Dan Mangan brings a well-honed set to the Seahorse on Friday

click to enlarge It’s very nice of Dan Mangan to pay another visit to Halifax.
  • It’s very nice of Dan Mangan to pay another visit to Halifax.

A lot's changed since the last time Dan Mangan rolled through Halifax. In October 2009, the gravelly-voiced singer was still pretty obscure. His sophomore album Nice, Nice, Very Nice had dropped only three months prior. And the fact that he came all the way from Vancouver for the Halifax Pop Explosion and sold out The Company House to a sardined crowd who knew the words to his songs was definitely a forerunner.

Now Mangan doesn't work a job on the side anymore. He's toured his acclaimed record around the world, been shortlisted for a Polaris Prize, played The Fillmore and rocked out at Glastonbury.

"I'm the envy of my previous self," he says on the phone from Vancouver where he's been, with the exception of scattered shows, since the end of January. Sleeping in his own bed for a stint this lengthy is rare for Mangan, who admittedly isn't one to turn down opportunities, hence why his life's been on the road since the release of Nice, Nice, Very Nice.

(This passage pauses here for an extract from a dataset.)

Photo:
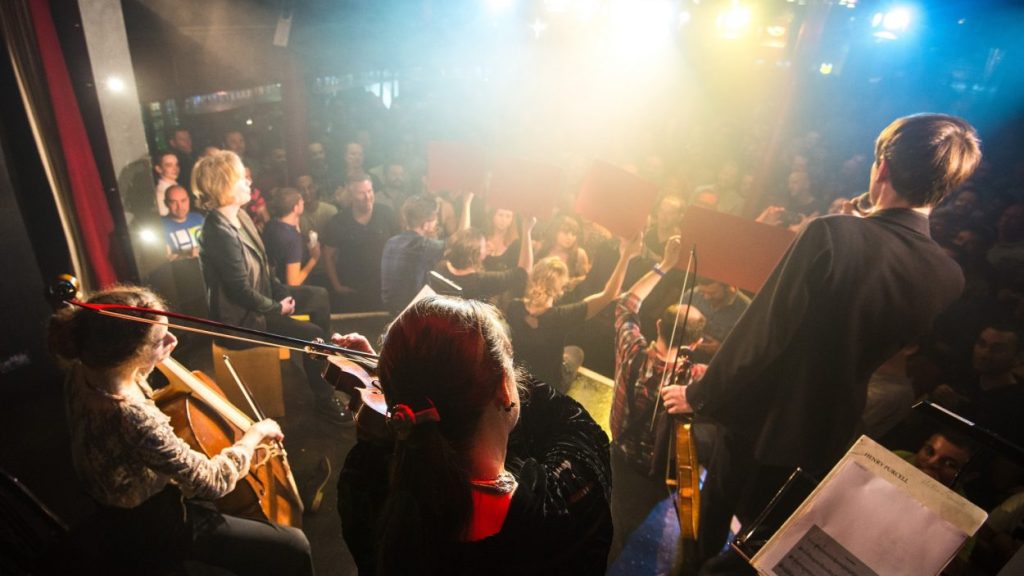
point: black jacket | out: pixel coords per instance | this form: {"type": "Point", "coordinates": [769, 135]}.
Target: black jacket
{"type": "Point", "coordinates": [240, 293]}
{"type": "Point", "coordinates": [792, 377]}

But thanks to this pause, he's just finished up his new album. And though its release isn't slated until September, it's all he's thinking about.

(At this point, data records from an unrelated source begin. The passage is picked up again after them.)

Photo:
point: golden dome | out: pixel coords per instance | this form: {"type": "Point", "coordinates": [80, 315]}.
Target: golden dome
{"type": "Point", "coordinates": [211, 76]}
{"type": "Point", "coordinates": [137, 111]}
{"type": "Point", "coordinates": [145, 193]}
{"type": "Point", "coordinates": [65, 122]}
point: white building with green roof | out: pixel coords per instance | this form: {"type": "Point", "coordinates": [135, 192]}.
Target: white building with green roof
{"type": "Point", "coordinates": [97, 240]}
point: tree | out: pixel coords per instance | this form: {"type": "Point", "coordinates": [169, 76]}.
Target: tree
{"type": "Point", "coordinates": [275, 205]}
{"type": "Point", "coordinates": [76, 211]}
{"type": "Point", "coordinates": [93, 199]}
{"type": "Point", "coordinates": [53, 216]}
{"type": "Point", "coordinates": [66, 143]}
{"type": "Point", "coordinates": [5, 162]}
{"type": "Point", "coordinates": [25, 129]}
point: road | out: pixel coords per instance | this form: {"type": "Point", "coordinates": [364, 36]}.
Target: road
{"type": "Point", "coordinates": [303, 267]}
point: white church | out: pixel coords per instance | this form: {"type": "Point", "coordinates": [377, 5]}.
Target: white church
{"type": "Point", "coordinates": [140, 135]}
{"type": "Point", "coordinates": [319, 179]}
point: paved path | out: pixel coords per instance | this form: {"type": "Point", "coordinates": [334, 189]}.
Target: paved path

With an overflow of material to work with, and stronger relationships with his bandmates, Mangan will take step outside the box with this one, demonstrating his growth as an artist.

"I spent so much time on the road with the same crew of characters," he says, praising his bandmates Kenton Loewen, Gord Grdina, Colin Cowan and John Walsh for their enthusiasm and energy. "Those guys are just closer to me personally and also musically. They are just such fabulous players it's been such a thrill to seek their creative input and see what comes of it."

Months of touring Nice, Nice, Very Nice and the luxury of more time in the studio made for a much more collaborative effort. And Mangan says his music's sounding more like that of a band, rather than a singer-songwriter.

"I don't know whether that's a good thing or a bad thing, but it's a different thing, which is indicative of some kind of change or revolution---so that's good," he says.

Mangan's folk-rock got an injection of brass, strings and woodwinds thanks to the help of arranger Eyvind Kang and the insight of heavy jazz players like Grdina, resulting in a bigger, textural sound.

"It's a really noisy record with a lot of different layers of fuzz and strange, weird creaks and noises," he says---a collection of fictional stories of loss and isolation. "I feel like since I've started making music I've been kind of on a path of slowly getting more weird...

"I think that I'm continually seeking to outdo myself and that process often portrays itself as kind of getting deeper into the cataclysm of self exploration."

While the forthcoming release will be a departure from his past two, Mangan's endearing truths, both lyrically and otherwise, will no doubt remain unmistakable.

"There are moments on the record that a lot of other bands would have cleaned up or re-recorded, but before we could let ourselves do that we found some moments in it of beautiful imperfection," he says. "There's flubbed guitar notes all over it and it's not a perfect- sounding record, it's as flawed as the humanity that it's describing, I guess."